Money quotes from the Economist article:
…The biggest robot news of 2013 was that Google bought eight promising robot startups. Rich and well led (by Andy Rubin, who masterminded the Android operating system) and with access to world-beating expertise in cloud computing and artificial intelligence, both highly relevant, Google’s robot programme promises the possibility of something spectacular—though no one outside the company knows what that might be. Amazon, too, is betting on robots, both to automate its warehouses and, more speculatively, to make deliveries by drone.
… Aerial robots—drones—may be in the vanguard here. They will let farmers tend their crops in new ways, give citizens, journalists and broadcasters new perspectives on events big and small (see article), monitor traffic and fires, look for infrastructure in need of repair and much more besides.

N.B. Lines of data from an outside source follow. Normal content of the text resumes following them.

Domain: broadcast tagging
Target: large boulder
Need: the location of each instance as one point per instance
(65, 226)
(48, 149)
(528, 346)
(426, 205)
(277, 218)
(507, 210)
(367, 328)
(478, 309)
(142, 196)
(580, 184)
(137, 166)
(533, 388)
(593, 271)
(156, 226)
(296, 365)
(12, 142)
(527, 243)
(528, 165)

…Just as employment in agriculture, which used to provide almost all the jobs in the pre-modern era, now accounts for only 2% of rich-world employment so jobs in today’s manufacturing and services industries may be forced to retreat before the march of the robots. Whether humanity will find new ways of using its labour, or the future will be given over to forced leisure, is a matter of much worried debate among economists. Either way, robots will probably get the credit or blame.
…But robots will not just animate the inanimate environment. They will inhabit it alongside their masters, fulfilling all sorts of needs. Some, like Baxter, will help make and move things, some will provide care, some just comfort or companionship. A Japanese robot resembling a baby seal, which responds amiably to stroking and can distinguish voices, seems to help elderly patients with dementia.